Les colonies formaient souvent des alliances avec des poleis voisines partageant les mêmes idées. À l'inverse, il y avait aussi des conflits entre les colonies qui cherchaient à s'établir en tant que poleis puissantes et totalement indépendantes, sans aucun contrôle de la cité-état fondatrice. Syracuse en Sicile est un exemple typique d'une grande polis qui cherchait constamment à étendre son territoire et à créer son propre empire. Les colonies qui établissaient ensuite leurs propres colonies et qui frappaient leur propre monnaie ne faisaient que renforcer leur indépendance culturelle et politique.

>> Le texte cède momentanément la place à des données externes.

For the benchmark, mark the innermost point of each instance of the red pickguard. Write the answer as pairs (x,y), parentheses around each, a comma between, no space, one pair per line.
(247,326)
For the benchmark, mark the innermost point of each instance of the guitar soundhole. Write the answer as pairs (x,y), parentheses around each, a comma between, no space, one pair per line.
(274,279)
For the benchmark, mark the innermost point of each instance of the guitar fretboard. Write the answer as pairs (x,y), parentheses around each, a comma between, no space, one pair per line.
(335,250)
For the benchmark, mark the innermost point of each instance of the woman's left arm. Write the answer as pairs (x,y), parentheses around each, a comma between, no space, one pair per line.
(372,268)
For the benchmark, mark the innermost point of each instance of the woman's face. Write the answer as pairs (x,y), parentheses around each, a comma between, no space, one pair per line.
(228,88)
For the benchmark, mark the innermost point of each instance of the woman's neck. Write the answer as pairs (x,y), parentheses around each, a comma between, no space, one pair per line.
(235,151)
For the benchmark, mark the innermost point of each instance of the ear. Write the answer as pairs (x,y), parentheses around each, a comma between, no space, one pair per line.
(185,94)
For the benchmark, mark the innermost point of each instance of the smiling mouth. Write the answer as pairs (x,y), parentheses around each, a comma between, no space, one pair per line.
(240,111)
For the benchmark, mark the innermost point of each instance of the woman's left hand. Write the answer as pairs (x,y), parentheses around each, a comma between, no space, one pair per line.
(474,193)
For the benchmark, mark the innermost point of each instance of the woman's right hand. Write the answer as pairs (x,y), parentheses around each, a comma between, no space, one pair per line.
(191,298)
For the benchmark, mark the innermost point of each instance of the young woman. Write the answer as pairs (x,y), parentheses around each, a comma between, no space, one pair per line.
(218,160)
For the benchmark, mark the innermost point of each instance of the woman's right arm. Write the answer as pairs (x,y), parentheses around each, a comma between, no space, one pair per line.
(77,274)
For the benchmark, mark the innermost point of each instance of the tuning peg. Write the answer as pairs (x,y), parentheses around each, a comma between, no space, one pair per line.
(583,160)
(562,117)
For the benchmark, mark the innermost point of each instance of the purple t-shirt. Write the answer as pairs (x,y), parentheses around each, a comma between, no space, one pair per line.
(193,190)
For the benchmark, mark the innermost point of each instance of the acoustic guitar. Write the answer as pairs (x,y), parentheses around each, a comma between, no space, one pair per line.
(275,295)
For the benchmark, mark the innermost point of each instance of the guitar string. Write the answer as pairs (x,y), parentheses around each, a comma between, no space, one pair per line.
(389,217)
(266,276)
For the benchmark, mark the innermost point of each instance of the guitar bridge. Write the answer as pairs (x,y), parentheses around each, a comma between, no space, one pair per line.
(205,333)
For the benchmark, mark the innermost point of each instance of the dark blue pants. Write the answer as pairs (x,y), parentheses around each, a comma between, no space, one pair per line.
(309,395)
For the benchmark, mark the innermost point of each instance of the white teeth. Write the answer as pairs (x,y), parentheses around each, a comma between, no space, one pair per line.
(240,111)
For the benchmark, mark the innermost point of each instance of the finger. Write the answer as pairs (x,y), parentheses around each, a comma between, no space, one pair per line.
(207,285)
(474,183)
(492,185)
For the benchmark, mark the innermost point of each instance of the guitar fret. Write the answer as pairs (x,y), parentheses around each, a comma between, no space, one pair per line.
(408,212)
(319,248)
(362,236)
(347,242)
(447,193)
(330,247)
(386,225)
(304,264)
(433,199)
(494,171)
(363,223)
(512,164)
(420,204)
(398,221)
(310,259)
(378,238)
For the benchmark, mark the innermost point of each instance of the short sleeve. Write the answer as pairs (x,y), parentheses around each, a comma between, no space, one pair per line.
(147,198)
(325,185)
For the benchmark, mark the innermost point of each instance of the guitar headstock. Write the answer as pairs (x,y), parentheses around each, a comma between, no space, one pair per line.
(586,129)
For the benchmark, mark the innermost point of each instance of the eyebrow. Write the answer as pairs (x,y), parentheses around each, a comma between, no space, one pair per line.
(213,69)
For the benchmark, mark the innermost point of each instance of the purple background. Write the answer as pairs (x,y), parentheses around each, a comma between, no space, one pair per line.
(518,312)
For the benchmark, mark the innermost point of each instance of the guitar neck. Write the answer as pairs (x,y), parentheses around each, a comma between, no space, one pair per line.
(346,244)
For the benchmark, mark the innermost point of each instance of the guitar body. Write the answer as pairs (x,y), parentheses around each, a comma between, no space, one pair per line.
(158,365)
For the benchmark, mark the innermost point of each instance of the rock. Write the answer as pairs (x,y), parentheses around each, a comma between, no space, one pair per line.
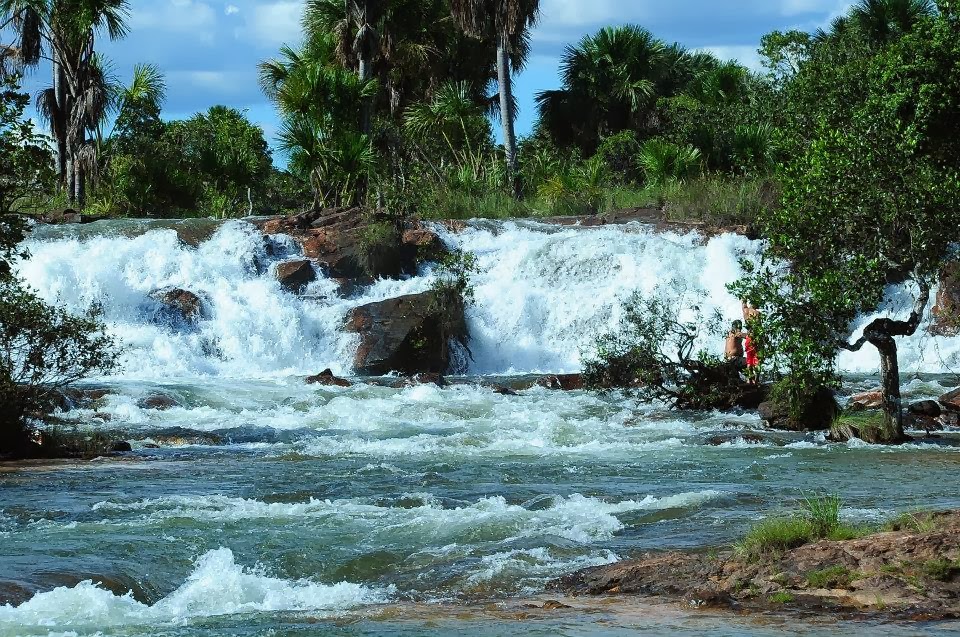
(951,400)
(295,275)
(409,334)
(930,408)
(721,439)
(562,382)
(946,312)
(866,400)
(158,402)
(179,306)
(425,244)
(818,416)
(327,378)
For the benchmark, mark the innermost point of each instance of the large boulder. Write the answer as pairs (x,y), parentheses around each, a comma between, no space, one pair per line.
(946,312)
(295,275)
(178,306)
(409,334)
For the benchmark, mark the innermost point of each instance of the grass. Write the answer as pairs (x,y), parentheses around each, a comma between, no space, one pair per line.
(818,519)
(833,577)
(782,597)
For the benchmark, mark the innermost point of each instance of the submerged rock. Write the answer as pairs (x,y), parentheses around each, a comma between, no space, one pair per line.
(409,334)
(179,306)
(295,275)
(327,378)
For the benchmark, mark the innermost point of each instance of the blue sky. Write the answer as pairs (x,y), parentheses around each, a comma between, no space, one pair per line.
(209,49)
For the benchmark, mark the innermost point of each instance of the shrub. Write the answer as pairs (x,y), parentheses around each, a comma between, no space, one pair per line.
(42,349)
(379,246)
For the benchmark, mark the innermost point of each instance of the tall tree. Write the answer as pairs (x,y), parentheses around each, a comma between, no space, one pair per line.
(64,32)
(506,21)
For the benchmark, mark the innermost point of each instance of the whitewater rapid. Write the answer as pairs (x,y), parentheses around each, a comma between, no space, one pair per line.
(542,295)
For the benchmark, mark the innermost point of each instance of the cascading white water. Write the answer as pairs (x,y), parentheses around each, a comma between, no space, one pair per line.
(543,294)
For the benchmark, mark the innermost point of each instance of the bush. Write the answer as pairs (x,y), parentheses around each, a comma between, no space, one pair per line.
(42,349)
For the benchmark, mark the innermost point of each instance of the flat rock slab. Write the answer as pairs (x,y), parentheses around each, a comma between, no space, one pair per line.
(904,573)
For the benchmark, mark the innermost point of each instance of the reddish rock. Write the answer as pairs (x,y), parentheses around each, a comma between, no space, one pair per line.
(866,400)
(327,378)
(178,305)
(946,312)
(409,334)
(562,382)
(951,400)
(295,275)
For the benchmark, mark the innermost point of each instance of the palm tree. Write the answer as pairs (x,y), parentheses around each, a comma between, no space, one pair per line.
(611,81)
(883,21)
(507,21)
(64,32)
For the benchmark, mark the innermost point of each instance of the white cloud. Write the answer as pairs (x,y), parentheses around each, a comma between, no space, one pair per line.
(746,55)
(276,23)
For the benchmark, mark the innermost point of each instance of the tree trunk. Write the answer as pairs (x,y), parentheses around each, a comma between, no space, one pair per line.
(506,113)
(60,96)
(890,383)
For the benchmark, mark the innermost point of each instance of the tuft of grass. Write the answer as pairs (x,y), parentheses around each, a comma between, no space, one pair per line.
(832,577)
(781,597)
(775,535)
(823,512)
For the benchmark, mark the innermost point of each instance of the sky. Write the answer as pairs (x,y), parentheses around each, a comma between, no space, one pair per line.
(209,49)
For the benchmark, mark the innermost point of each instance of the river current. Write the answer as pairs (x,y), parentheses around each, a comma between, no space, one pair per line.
(261,505)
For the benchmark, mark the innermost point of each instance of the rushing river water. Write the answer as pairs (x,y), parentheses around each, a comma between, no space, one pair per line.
(261,505)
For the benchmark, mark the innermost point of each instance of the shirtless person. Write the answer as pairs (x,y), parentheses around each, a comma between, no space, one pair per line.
(733,350)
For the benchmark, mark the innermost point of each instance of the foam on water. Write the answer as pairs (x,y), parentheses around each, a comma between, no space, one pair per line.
(577,518)
(217,586)
(542,296)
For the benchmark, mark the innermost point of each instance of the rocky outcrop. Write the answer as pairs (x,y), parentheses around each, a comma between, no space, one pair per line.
(178,306)
(295,275)
(946,312)
(327,379)
(902,573)
(409,334)
(338,239)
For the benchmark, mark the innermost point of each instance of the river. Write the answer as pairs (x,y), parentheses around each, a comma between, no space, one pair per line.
(261,505)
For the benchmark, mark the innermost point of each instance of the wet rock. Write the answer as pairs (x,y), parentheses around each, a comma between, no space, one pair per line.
(819,414)
(946,311)
(863,401)
(327,378)
(179,306)
(951,400)
(749,438)
(409,334)
(561,382)
(158,402)
(930,408)
(295,275)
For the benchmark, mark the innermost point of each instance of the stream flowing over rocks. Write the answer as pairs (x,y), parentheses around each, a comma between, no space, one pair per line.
(272,481)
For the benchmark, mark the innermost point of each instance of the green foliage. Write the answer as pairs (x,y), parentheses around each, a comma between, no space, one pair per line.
(26,163)
(653,354)
(379,245)
(664,161)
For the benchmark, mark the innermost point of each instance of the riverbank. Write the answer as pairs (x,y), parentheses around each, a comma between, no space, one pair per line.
(910,572)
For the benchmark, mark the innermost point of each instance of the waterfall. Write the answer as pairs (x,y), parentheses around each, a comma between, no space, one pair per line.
(542,296)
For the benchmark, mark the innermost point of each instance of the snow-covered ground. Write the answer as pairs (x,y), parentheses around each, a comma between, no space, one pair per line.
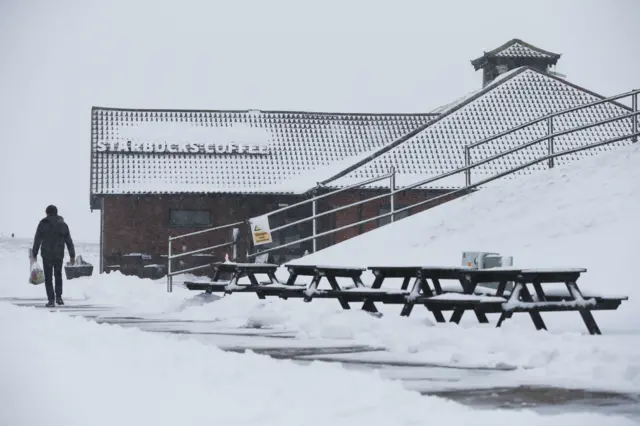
(76,372)
(582,215)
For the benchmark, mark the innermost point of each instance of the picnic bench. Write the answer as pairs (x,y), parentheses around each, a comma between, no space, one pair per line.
(237,271)
(438,289)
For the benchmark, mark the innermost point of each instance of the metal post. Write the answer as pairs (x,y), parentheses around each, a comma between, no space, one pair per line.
(467,163)
(634,125)
(550,140)
(392,187)
(314,211)
(169,276)
(235,232)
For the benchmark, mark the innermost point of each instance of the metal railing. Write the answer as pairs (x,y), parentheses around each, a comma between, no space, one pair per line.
(171,256)
(468,186)
(633,94)
(313,201)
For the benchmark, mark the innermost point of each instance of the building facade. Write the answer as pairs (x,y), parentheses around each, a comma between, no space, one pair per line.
(161,173)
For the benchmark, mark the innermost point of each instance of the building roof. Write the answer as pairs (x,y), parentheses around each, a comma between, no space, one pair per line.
(516,97)
(297,144)
(516,48)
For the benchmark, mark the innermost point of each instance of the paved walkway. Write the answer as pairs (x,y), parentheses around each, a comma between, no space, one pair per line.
(429,379)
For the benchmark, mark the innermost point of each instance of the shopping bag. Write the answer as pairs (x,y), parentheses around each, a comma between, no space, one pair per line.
(36,273)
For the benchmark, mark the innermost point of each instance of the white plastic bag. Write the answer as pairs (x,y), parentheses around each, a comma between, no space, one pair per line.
(36,273)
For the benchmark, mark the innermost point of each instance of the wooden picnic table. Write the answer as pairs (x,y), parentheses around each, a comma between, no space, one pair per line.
(238,271)
(331,273)
(521,299)
(427,289)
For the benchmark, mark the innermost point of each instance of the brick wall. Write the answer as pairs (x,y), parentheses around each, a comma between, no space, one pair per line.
(140,224)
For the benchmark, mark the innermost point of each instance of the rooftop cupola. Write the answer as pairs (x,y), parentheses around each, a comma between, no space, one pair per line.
(511,55)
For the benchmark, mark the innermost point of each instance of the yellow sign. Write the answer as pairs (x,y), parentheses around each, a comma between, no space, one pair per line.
(260,230)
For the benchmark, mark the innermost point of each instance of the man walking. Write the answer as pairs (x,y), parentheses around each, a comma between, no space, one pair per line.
(53,234)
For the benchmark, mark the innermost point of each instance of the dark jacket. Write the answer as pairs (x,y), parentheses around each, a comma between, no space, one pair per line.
(53,234)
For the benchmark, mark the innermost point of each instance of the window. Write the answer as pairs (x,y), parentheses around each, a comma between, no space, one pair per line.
(387,219)
(190,218)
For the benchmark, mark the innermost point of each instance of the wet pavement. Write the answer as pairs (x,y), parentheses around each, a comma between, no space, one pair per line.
(469,386)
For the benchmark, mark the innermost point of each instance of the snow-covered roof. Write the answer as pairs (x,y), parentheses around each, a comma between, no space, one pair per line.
(517,97)
(516,48)
(296,145)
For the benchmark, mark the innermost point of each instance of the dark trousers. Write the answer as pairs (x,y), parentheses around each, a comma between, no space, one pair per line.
(54,266)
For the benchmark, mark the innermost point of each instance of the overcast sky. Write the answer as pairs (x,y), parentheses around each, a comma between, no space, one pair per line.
(59,58)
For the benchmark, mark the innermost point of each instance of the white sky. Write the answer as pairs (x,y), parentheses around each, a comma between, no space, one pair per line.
(59,58)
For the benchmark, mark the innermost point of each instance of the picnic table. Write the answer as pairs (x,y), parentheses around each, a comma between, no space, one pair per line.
(331,273)
(428,290)
(238,271)
(521,299)
(427,286)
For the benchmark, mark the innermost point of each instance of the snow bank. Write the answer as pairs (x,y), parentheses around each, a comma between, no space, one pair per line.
(76,372)
(581,215)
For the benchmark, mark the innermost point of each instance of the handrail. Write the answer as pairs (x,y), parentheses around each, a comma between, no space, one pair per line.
(328,194)
(456,171)
(184,271)
(465,189)
(177,237)
(523,166)
(337,209)
(511,151)
(188,253)
(467,168)
(171,256)
(553,114)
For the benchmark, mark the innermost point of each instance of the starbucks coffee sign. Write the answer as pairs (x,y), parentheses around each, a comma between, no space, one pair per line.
(181,148)
(186,138)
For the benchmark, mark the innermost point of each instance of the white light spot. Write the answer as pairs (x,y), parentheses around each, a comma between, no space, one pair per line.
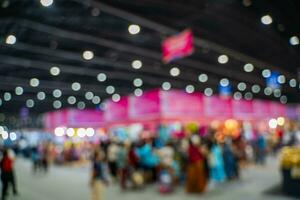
(223,59)
(248,67)
(19,90)
(88,55)
(54,71)
(175,71)
(134,29)
(267,20)
(208,92)
(136,64)
(166,86)
(76,86)
(137,82)
(101,77)
(11,39)
(41,96)
(34,82)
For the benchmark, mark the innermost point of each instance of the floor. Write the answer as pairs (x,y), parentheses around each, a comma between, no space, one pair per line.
(71,183)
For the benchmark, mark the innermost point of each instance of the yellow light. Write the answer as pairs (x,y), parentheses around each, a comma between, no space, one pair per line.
(280,121)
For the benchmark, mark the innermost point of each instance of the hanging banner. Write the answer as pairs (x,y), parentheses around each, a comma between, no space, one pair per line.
(177,46)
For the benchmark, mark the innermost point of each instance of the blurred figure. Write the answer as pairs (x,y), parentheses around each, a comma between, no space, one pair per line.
(112,152)
(7,174)
(196,176)
(99,177)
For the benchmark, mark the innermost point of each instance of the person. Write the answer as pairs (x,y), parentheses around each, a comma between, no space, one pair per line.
(99,177)
(7,174)
(196,176)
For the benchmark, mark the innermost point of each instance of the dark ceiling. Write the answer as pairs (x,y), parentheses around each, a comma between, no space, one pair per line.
(58,35)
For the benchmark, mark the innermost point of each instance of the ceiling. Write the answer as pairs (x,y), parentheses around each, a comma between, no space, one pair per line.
(58,35)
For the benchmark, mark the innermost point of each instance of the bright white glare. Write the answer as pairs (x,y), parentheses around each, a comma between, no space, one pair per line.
(255,88)
(248,67)
(294,40)
(110,89)
(76,86)
(13,136)
(208,92)
(11,39)
(138,92)
(136,64)
(88,55)
(203,78)
(19,90)
(59,131)
(101,77)
(96,100)
(71,100)
(272,123)
(267,20)
(224,82)
(30,103)
(223,59)
(70,132)
(189,89)
(242,86)
(34,82)
(266,73)
(54,71)
(175,71)
(116,97)
(134,29)
(57,93)
(137,82)
(293,83)
(41,96)
(46,3)
(81,105)
(237,96)
(7,96)
(89,95)
(81,132)
(166,86)
(281,79)
(57,104)
(90,132)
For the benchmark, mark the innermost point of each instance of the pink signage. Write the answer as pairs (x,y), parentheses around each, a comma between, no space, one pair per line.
(179,104)
(145,107)
(242,109)
(177,46)
(116,111)
(217,107)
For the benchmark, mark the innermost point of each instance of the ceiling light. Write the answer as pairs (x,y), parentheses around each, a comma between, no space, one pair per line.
(223,59)
(294,40)
(267,20)
(11,39)
(248,67)
(166,86)
(101,77)
(54,71)
(134,29)
(34,82)
(19,90)
(175,71)
(88,55)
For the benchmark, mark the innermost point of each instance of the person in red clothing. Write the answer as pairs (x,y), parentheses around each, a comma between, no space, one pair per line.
(7,174)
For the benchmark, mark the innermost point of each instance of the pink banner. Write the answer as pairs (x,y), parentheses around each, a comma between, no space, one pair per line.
(217,107)
(242,109)
(117,111)
(145,107)
(179,104)
(177,46)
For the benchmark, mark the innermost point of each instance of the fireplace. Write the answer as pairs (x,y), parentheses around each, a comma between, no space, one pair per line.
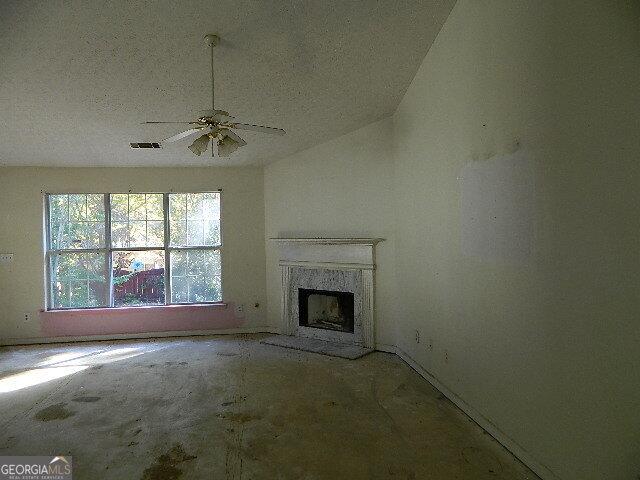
(326,309)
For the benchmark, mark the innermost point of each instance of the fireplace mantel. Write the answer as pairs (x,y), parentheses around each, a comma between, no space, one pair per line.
(339,253)
(329,264)
(330,241)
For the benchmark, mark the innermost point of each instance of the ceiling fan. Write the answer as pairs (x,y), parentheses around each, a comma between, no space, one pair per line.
(214,125)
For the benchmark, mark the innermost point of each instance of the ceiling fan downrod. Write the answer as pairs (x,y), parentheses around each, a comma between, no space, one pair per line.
(212,40)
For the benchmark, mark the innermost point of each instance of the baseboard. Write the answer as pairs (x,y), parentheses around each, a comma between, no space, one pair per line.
(541,470)
(383,347)
(134,336)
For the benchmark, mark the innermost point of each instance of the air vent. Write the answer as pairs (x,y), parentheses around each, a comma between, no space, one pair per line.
(145,145)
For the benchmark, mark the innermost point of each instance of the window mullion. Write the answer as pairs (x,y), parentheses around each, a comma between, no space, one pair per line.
(107,244)
(167,250)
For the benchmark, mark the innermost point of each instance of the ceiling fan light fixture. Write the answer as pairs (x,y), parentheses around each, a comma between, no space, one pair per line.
(199,145)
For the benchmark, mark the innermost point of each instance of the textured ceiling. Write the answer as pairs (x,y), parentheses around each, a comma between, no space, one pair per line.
(77,77)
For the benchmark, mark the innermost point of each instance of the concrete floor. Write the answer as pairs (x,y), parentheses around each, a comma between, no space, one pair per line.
(229,408)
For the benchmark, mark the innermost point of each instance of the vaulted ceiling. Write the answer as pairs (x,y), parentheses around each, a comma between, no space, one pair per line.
(78,78)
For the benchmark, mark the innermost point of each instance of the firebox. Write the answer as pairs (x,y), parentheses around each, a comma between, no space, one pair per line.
(326,309)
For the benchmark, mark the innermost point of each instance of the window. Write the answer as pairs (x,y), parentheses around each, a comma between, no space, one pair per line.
(127,249)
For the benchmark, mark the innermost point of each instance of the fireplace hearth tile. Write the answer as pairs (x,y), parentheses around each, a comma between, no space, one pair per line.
(314,345)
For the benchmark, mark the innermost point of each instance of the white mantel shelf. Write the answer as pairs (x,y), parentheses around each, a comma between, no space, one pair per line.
(331,241)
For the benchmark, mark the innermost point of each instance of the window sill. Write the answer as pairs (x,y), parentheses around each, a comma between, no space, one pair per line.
(142,319)
(177,306)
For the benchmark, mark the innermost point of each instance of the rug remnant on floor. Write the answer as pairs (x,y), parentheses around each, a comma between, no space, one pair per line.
(322,347)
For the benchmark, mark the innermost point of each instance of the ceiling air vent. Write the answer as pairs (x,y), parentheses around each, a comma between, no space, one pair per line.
(145,145)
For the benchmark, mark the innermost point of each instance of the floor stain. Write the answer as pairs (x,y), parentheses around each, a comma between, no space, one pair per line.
(166,465)
(54,412)
(85,399)
(239,417)
(484,461)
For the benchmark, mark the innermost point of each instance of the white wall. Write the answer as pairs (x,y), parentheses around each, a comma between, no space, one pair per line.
(516,154)
(341,188)
(21,225)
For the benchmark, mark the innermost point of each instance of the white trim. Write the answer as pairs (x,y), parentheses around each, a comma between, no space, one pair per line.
(502,438)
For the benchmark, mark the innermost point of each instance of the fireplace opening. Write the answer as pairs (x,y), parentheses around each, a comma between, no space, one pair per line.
(326,309)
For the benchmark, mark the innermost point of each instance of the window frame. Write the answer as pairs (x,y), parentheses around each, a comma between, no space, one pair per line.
(108,249)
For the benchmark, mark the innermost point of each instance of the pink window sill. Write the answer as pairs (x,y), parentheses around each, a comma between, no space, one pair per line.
(147,319)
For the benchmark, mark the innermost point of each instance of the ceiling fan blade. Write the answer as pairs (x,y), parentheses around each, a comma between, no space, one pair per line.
(181,123)
(257,128)
(199,145)
(235,137)
(182,135)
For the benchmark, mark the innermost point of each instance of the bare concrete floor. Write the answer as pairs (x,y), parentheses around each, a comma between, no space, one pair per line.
(231,408)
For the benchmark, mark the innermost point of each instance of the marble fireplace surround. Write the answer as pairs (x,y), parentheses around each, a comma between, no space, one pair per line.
(336,264)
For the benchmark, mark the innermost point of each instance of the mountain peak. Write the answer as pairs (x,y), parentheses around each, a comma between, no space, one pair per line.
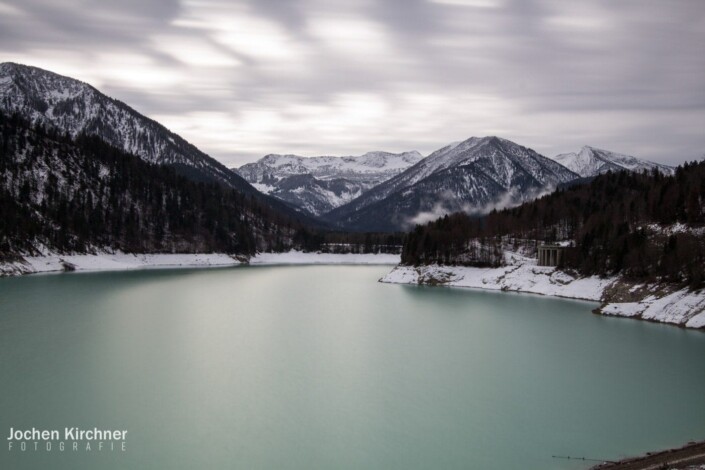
(320,184)
(592,161)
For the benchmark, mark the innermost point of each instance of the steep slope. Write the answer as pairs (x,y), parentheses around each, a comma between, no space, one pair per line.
(320,184)
(475,176)
(78,195)
(76,107)
(591,161)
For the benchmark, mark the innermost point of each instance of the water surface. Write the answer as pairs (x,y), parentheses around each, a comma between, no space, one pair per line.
(305,367)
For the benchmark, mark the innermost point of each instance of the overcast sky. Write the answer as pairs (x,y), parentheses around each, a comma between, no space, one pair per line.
(328,77)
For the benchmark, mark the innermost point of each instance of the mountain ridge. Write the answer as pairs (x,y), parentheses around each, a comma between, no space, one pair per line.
(470,175)
(592,161)
(320,184)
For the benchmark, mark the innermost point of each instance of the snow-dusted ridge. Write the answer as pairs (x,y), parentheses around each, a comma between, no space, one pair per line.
(591,161)
(680,307)
(320,184)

Bien que les colonies aient pu être farouchement indépendantes, on attendait d'elles qu'elles soient des membres actifs du monde grec au sens large. Cela pouvait se manifester par la fourniture de soldats, de navires et d'argent pour les conflits panhelléniques tels que ceux contre la Perse et la guerre du Péloponnèse, par l'envoi d'athlètes aux grands jeux sportifs dans des lieux comme Olympie et Némée, par l'érection de monuments aux victoires militaires à Delphes, par la garantie d'un passage sûr aux voyageurs étrangers sur leur territoire, ou par l'exportation et l'importation d'idées intellectuelles et artistiques telles que les œuvres de Pythagore ou des centres d'études comme l'académie de Platon qui attiraient des savants de tout le monde grec. Ensuite, en période de troubles, les colonies pouvaient également être aidées par leur polis fondatrice et leurs alliés, même si cela pouvait n'être qu'un prétexte pour les ambitions impériales des grands États grecs. L'expédition sicilienne d'Athènes en 415 av. JC, lancée pour aider la colonie de Ségeste, officiellement du moins, en est un exemple classique.
Il y avait aussi le mouvement physique des voyageurs au sein du monde grec qui est attesté par des preuves telles que la littérature et le théâtre, les dédicaces laissées par les pèlerins sur des sites sacrés comme Épidaure, et la participation à d'importants festivals religieux annuels comme la Dionysia d'Athènes.
Les différentes colonies avaient évidemment des caractéristiques différentes, mais l'effet collectif de ces habitudes que nous venons de mentionner fit en sorte qu'une vaste zone de la Méditerranée acquit suffisamment de caractéristiques communes pour être décrite à juste titre comme "monde grec". De plus, l'effet fut durable car, aujourd'hui encore, on peut voir des aspects communs de la culture partagée par les citoyens du sud de la France, de l'Italie et de la Grèce.